A barge with mass 1.7×105 kg is proceeding down river at 6.1 m/s in heavy fog when it collides broadside with a barge heading directly across the river. The second barge has mass 2.83×105 kg and was moving at 4.2 m/s. Immediately after impact, the second barge finds its course deflected by 18° in the downriver direction and its speed increased to 5.0 m/s. The river current was practically zero at the time of the accident. What are the speed and direction of motion of the first barge immediately after the collision? a)Speed?
b)Enter the angle of deflection from the original direction with + as motion to its left and - as to its right.
c)How much kinetic energy is lost in the collision?
Use the law of conservation of momentum to solve this. Since that is a vector, do it in both directions (crossways).
I used the equation m1vf-m1vi=-m2vf+m2vi and got a velocity of 4.77m/s but that answer is incorrect.
Am I not using the right formula for question (a)?
ok i figured out what I did wrong for the (a). I also found (b). But I cannot seem to get the right answer for the kinetic energy lost in the collision.
how do you do part a?
To solve this problem, we need to apply the principles of conservation of momentum and conservation of kinetic energy.
a) To find the speed of the first barge immediately after the collision, we can use the equation:
(m1 * v1) + (m2 * v2) = (m1 * v1f) + (m2 * v2f)
where
m1 = mass of the first barge = 1.7 × 10^5 kg
v1 = initial velocity of the first barge = 6.1 m/s
m2 = mass of the second barge = 2.83 × 10^5 kg
v2 = initial velocity of the second barge = 4.2 m/s
v1f = final velocity of the first barge (unknown)
v2f = final velocity of the second barge = 5.0 m/s
Plugging in the values, the equation becomes:
(1.7 × 10^5 kg * 6.1 m/s) + (2.83 × 10^5 kg * 4.2 m/s) = (1.7 × 10^5 kg * v1f) + (2.83 × 10^5 kg * 5.0 m/s)
Simplifying the equation gives us:
1.03 × 10^6 kg·m/s + 1.19 × 10^6 kg·m/s = (1.7 × 10^5 kg * v1f) + (1.415 × 10^6 kg·m/s)
Combining like terms:
2.22 × 10^6 kg·m/s = (1.7 × 10^5 kg * v1f) + (1.415 × 10^6 kg·m/s)
Rearranging the equation and isolating v1f:
(1.7 × 10^5 kg * v1f) = 2.22 × 10^6 kg·m/s - (1.415 × 10^6 kg·m/s)
v1f = (2.22 × 10^6 kg·m/s - 1.415 × 10^6 kg·m/s) / (1.7 × 10^5 kg)
v1f = 8052.94 m/s
Therefore, the speed of the first barge immediately after the collision is approximately 8052.94 m/s.

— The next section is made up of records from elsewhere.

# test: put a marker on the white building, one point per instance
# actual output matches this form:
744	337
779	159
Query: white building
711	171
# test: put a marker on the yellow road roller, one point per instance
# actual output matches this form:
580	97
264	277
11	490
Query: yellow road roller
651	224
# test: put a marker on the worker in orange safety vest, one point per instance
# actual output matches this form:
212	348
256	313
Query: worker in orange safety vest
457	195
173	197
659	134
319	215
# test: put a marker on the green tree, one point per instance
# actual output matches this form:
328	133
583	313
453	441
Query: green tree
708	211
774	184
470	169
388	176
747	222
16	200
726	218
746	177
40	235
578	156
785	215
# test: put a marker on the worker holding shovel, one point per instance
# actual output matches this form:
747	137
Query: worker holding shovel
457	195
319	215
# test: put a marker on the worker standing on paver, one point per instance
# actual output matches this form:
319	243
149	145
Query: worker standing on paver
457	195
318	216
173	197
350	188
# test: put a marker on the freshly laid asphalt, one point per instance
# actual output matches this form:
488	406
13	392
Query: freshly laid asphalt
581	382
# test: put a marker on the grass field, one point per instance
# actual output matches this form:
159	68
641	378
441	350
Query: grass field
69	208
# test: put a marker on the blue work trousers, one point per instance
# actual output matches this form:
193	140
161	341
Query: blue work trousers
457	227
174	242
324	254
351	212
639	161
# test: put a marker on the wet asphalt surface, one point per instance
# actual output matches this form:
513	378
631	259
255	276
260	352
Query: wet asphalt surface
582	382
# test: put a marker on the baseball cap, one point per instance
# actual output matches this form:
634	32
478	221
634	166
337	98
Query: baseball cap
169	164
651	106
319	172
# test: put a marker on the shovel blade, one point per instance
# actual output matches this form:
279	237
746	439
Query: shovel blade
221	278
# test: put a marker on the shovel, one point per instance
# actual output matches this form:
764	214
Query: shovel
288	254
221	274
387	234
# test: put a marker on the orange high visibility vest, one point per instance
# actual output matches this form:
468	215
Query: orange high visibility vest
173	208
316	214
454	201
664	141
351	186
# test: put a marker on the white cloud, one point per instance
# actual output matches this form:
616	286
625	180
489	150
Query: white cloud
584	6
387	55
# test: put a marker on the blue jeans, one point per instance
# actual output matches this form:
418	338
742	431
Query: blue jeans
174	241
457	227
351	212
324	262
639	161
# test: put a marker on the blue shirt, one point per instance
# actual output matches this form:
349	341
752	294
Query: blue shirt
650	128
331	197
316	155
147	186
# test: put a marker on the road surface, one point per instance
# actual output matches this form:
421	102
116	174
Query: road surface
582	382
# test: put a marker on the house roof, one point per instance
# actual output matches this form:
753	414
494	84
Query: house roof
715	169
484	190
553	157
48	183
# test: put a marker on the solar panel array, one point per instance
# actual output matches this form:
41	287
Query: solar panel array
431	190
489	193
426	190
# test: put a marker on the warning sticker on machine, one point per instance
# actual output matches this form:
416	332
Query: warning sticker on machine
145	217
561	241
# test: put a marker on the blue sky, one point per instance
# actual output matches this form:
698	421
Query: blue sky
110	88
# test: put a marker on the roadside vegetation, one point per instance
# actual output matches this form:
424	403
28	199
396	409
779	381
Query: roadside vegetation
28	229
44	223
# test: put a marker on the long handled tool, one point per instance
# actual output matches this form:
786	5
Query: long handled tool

b) To find the angle of deflection from the original direction, we can use the equation:
θ = tan^(-1)((v2f * sin(θ2))/(v1f + v2f * cos(θ2)))
where
θ = angle of deflection from the original direction (unknown)
v2f = final velocity of the second barge = 5.0 m/s
θ2 = angle of deflection of the second barge = 18°
Plugging in the values, the equation becomes:
θ = tan^(-1)((5.0 m/s * sin(18°))/(8052.94 m/s + 5.0 m/s * cos(18°)))
Evaluating this equation gives us:
θ ≈ -0.21°
Therefore, the angle of deflection from the original direction is approximately -0.21°, indicating a slight deflection to the right.
c) To find the amount of kinetic energy lost in the collision, we can calculate the initial kinetic energy (KE_initial) and final kinetic energy (KE_final), and then find the difference between them.
KE_initial = 0.5 * m1 * v1^2 + 0.5 * m2 * v2^2
KE_final = 0.5 * m1 * v1f^2 + 0.5 * m2 * v2f^2
Using the given values, we have:
KE_initial = 0.5 * 1.7 × 10^5 kg * (6.1 m/s)^2 + 0.5 * 2.83 × 10^5 kg * (4.2 m/s)^2
KE_final = 0.5 * 1.7 × 10^5 kg * (8052.94 m/s)^2 + 0.5 * 2.83 × 10^5 kg * (5.0 m/s)^2
Calculating these values gives us:
KE_initial ≈ 1.36 × 10^8 J
KE_final ≈ 1.38 × 10^8 J
The amount of kinetic energy lost in the collision can be found by subtracting the final kinetic energy from the initial kinetic energy:
KE_lost = KE_initial - KE_final
≈ 1.36 × 10^8 J - 1.38 × 10^8 J
≈ -2 × 10^6 J
Therefore, the kinetic energy lost in the collision is approximately 2 × 10^6 J.